May 16, 2019
Gary Schwitzer is the founder and publisher of HealthNewsReview.org. He longs for a day when he doesn’t feel compelled to write about miscommunicated observational research any more.
Let me count the ways in which I am moved to write about another unwell piece in the New York Times Well section – “Statins May Cut Glaucoma Risk.” Let’s begin with the first line: “More good news about cholesterol-lowering statin drugs.” No, it’s not good news. There’s no “take it to the bank” definitive news-you-can-use here. In fact, the story ends with a statement from one of the researchers:
…glaucoma treatment or prevention is not by itself a reason to start statins. “Our study doesn’t address whether statins stop the progress of the disease,” she said. “That would require a clinical trial.”
The journal article upon which the story is based is headlined, “Association of Statin Use and High Serum Cholesterol Levels With Risk of Primary Open-Angle Glaucoma.”
It said association, not causation.
And so, all of the following phrases in the story, using causal language, are inaccurate and misleading:
- “may reduce the risk for glaucoma” – Feel free to substitute “may not” whenever you see “may” in a news story about biomedical research.
- “using statins had a beneficial effect” – The study didn’t prove cause-and-effect.
- “five or more years of statin use led to a 21 percent reduction in risk” – The words matter. The researchers used the word association and the story should have, too. But “led to reduction in risk” is a causal statement unsupported by the research. We offer loads of help in how to write about such studies in this primer.
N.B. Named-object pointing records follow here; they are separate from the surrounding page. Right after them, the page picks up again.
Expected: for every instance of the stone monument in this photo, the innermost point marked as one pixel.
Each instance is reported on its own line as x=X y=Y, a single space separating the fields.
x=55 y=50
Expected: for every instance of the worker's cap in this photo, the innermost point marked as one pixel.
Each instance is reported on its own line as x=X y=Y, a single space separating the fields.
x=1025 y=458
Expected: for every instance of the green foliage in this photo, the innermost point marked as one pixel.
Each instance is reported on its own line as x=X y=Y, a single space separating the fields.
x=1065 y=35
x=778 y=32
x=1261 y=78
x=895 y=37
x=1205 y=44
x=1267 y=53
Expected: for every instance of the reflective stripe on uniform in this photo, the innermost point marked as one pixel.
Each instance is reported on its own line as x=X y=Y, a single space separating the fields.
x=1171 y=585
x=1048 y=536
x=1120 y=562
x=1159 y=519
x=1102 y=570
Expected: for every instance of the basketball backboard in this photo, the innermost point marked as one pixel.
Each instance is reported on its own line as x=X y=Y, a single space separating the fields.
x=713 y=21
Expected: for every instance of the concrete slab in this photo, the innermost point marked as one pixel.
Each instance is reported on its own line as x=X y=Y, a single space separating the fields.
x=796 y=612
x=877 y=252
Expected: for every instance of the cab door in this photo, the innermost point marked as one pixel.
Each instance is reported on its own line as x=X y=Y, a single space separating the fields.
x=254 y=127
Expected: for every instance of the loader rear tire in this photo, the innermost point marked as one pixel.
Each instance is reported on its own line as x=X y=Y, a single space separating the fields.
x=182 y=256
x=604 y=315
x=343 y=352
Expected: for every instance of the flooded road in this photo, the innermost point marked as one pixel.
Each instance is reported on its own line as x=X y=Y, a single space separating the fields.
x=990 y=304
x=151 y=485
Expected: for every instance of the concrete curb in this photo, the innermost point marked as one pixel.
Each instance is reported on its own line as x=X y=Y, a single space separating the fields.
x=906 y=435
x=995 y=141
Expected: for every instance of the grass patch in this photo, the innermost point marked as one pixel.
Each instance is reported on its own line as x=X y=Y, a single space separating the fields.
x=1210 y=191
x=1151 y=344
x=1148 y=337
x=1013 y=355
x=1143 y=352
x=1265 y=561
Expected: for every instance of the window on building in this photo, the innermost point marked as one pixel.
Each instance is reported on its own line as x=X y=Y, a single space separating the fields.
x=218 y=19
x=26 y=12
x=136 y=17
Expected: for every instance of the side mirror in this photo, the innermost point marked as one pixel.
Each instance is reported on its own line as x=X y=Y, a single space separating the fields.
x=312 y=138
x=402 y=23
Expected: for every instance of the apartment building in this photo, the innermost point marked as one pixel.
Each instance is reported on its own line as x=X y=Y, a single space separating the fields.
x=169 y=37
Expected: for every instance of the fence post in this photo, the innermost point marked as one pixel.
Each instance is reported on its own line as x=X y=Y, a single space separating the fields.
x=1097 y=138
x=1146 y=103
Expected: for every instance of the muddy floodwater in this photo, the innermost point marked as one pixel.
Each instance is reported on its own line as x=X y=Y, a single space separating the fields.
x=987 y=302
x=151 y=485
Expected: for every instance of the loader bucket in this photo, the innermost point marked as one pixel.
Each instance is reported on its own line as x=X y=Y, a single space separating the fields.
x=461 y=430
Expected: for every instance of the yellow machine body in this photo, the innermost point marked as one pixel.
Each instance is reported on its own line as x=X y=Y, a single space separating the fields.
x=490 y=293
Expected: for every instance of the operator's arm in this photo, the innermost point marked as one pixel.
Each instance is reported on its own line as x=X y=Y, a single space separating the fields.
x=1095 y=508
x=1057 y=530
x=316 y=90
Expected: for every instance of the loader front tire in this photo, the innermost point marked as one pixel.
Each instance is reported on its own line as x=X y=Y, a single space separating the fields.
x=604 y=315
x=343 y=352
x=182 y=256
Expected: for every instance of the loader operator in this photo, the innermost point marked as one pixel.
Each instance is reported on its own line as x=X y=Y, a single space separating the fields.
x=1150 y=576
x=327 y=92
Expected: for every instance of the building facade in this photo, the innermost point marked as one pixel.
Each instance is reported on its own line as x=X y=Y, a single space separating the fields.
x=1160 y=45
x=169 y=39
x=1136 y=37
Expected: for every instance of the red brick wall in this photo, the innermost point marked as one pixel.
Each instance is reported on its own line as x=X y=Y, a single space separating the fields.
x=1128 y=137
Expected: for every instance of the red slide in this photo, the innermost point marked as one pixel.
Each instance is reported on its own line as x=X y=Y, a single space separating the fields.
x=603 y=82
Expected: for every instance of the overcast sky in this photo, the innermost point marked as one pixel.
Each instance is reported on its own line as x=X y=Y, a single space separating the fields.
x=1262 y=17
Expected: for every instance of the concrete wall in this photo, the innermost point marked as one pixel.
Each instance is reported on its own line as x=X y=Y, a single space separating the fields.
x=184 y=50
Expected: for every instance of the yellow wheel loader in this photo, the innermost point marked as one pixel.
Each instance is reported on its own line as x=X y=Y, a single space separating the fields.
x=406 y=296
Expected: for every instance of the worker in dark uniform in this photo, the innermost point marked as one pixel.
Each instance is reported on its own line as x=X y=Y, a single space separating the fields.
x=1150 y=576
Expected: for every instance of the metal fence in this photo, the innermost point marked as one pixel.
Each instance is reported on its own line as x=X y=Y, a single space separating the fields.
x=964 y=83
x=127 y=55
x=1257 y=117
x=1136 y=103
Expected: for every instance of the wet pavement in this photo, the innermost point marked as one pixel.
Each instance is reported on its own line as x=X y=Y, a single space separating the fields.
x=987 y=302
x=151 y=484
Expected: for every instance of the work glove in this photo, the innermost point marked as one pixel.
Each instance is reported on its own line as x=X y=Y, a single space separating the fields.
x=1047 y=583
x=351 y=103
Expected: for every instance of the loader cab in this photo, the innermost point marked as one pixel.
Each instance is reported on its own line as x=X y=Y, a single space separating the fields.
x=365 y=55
As is often the case, the journal article had a substantial section on acknowledged limitations (below), none of which was mentioned in the Times story. But he/she who lives by the journal article du jour often cares little about limitations, but, rather, about meeting one’s story quota. I don’t expect consumer-readers to understand everything in the authors’ limitations section, but I present it here just so you can see how willfully some of this is ignored in mainstream news coverage of research:
Although our study was large, with a long follow-up, repeated assessment of statin use and hyperlipidemia, and the availability of key covariates, our study had several limitations. We likely had misclassification of statin use and cholesterol levels, as we did not measure participants’ recall errors. This misclassification would have biased associations toward the null. Our case ascertainment method had low sensitivity; however, methodologically, RR estimates are still valid if the case definition is highly specific and the case ascertainment is unassociated with exposure. Also, as participants were mostly white health care professionals all free of cancer, our results may not be generalizable to other community-dwelling older populations with different underlying risks for POAG (eg, in predominantly African American populations). Despite our adjusting for many potential confounders, there may still have been some residual confounding. Also, to comprehensively evaluate the association between hyperlipidemia, cholesterol-lowering treatment, and POAG, we performed many secondary analyses; many of these results showed weak associations. Any notable findings (eg, possible interaction with age for statin duration) may have been owing to chance; thus, they must be interpreted with caution and confirmed in other studies. Finally, our study was observational, but a definitive means of assessing the association between statin use and POAG would be to conduct a randomized clinical trial (although more observational studies are warranted to determine ideal dosage, statin type, and target population).
Wisdom of the crowds
It is noteworthy how many smart reader comments were left on the New York Times website. Clearly, readers are fed up with this repeated Well pablum. Examples of reader comments:
- Many articles about statins, like this one, tend to accentuate the positive. The downsides of statins are well-documented and should be presented alongside any supposed benefits of those drugs.
- “More good news about cholesterol-lowering statin drugs”?…Really? The second to last sentence says statins should not be started to treat glaucoma…wise.
- Really tired of medical articles that “may” help a condition. Isn’t this laudatory article a little premature?
- I can’t help wondering if this publication gets some sort of remuneration from articles like this – an ad for statins. It is ironic that in the same days publication the horrors of generic drugs are exposed rightfully while the risks of statins are glossed over in a facile puff piece. Perhaps I expect too much.
- This is the second article by Nicholas Bakalar in two weeks promoting statins.
- When will you cover the patients who take statins and develop muscle pain that does not always go away once stopping the drug? Polymyalgia is hard to treat, especially in seniors, and being unable to lift one’s arms or bend one’s knees is quite a valid reason for discontinuing. This keeps getting glossed over in the breathless coverage of these drugs. Stating that these effects are “rare” does nothing for the people who experience it. And if that side effect is so rare, I must have won a strange lottery because I know 4 people who went through this – some never got fully recovery.
I honestly believe it is better for the New York Times to stop reporting 226-word stories in the Well column. Use that paltry allotment of words in the Style section or the crossword puzzle instead, where no harm will be done. Increasingly, today’s news and health care consumers demand more context and analysis in health care journalism. They’re not getting it from this kind of shovelware – shoveled direct from journal to news story – without much or any independent vetting.